II. Un avertissement inutile sur un pacte mortifère

« Ceci, dit-il d’une voix éclatante en montrant la Peau de chagrin, est le pouvoir et le vouloir réunis. Là sont vos idées sociales, vos désirs excessifs, vos intempérances, vos joies qui tuent, vos douleurs qui font trop vivre ; car le mal n’est peut-être qu’un violent plaisir. » La peau de Chagrin est ici présentée et expliquée. Le pronom démonstratif à valeur déictique (fait de montrer) actualise la situation de discours direct et la focalise sur l’objet en jeu, qui réunit les « deux termes » (à l’exclusion du troisième donc). Il y a une série anaphorique de groupes nominaux, sujets inversés du « là sont » qui répète la valeur déictique, indiquant donc une présence physique, matérielle. La copule (verbe être) indique une équivalence entre le collectif et l’individuel ; les deux sont un plaisir mortifère, avec une souffrance masochiste paradoxale. La vision de l’homme et de la société est réunie dans le principe d’une énergie dont la dépense excessive crée l'abîme.

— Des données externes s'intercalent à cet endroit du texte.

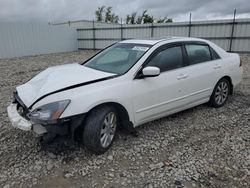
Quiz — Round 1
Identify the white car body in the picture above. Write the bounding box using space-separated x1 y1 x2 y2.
9 37 242 135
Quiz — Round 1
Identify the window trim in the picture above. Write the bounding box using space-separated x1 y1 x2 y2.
134 42 188 79
183 42 213 66
183 41 221 66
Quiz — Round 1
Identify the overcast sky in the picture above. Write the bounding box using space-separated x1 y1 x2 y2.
0 0 250 22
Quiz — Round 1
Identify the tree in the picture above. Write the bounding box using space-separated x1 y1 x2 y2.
156 16 173 23
126 14 131 24
95 6 105 22
95 6 173 24
95 6 119 23
130 12 137 24
105 7 112 22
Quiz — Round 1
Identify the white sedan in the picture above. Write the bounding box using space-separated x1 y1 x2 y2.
7 37 242 154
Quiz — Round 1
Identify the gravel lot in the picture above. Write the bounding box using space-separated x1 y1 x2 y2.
0 51 250 188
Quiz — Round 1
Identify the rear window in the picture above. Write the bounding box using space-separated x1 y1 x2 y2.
185 44 212 65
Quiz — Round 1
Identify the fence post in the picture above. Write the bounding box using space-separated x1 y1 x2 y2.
93 20 96 50
121 18 123 41
229 9 236 52
188 13 192 37
151 23 154 38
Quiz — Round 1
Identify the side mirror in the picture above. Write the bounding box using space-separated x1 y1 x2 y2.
142 66 161 77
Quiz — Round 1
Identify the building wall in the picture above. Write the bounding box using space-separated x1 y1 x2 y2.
75 19 250 53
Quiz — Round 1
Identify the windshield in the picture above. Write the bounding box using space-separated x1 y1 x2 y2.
84 43 150 74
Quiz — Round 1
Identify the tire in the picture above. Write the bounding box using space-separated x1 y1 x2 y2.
209 78 231 108
83 106 118 154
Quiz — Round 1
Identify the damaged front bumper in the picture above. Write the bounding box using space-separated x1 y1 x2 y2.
7 103 32 131
7 103 47 136
7 102 85 138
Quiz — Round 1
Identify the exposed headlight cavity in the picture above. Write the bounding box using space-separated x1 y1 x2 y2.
28 100 70 123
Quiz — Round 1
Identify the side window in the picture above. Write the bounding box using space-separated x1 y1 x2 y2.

« Qui pourrait déterminer le point où la volupté devient un mal et celui où le mal est encore la volupté ? Les plus vives lumières du monde idéal ne caressent-elles pas la vue, tandis que les plus douces ténèbres du monde physique la blessent toujours ; le mot de Sagesse ne vient-il pas de savoir ? et qu’est-ce que la folie, sinon l’excès d’un vouloir ou d’un pouvoir ? » On a ici une suite de questions rhétoriques : on est donc bien dans un discours direct rhétorique et didactique. L'enchaînement asyndétique (absence de mots de liaison entre les propositions juxtaposées ni entre les phrases) donne une parataxe qui crée un effet d’accumulation, de répétition par couches superposées.

On a l'idée d’une équivalence entre plaisir et souffrance, avec le chiasme « volupté » - « mal », « mal » - « volupté » qui donne bien là une symétrie. Au monde des idées (le domaine du SAVOIR) s’oppose le monde physique de la jouissance et de la possession (VOULOIR et POUVOIR), sur un réseau d’oppositions parfait (« lumières » / « ténèbres » ; « idéal » / « physique » ; « caressent » / « blessent »). Le recours à l’étymologie sert à convaincre (le mot « sagesse » est lié « savoir », car sagesse vient du latin "sapientia", qui lui-même se base sur "sapere", savoir). L'acharnement rhétorique sert à persuader, tout en laissant la main à Raphaël, car c’est bien lui qui doit décider quoi faire de la peau de chagrin, c'est-à-dire de sa vie. On a une double conclusion sous forme de questions, où s'ouvrent un chemin vertueux et un cercle vicieux, une assimilation par la prédication entre la folie et l’excès. La folie s’oppose ici à la sagesse comme moyen de gouverner la vie et la société, par savoir, ou vouloir et pouvoir.

Conclusion

Ce passage propose une leçon de vie qui synthétise la théorie philosophique de Balzac sur l'énergie, au cœur de La Comédie humaine. Selon l'auteur, il existe des énergies créatrices et destructrices : le vouloir et le pouvoir détruisent, tandis que le savoir préserve le capital d'énergie et la puissance créative.

Cependant, Raphaël oubliera rapidement cet échange et sera rattrapé, à la fin du roman, par le pacte fatal conclu avec le talisman.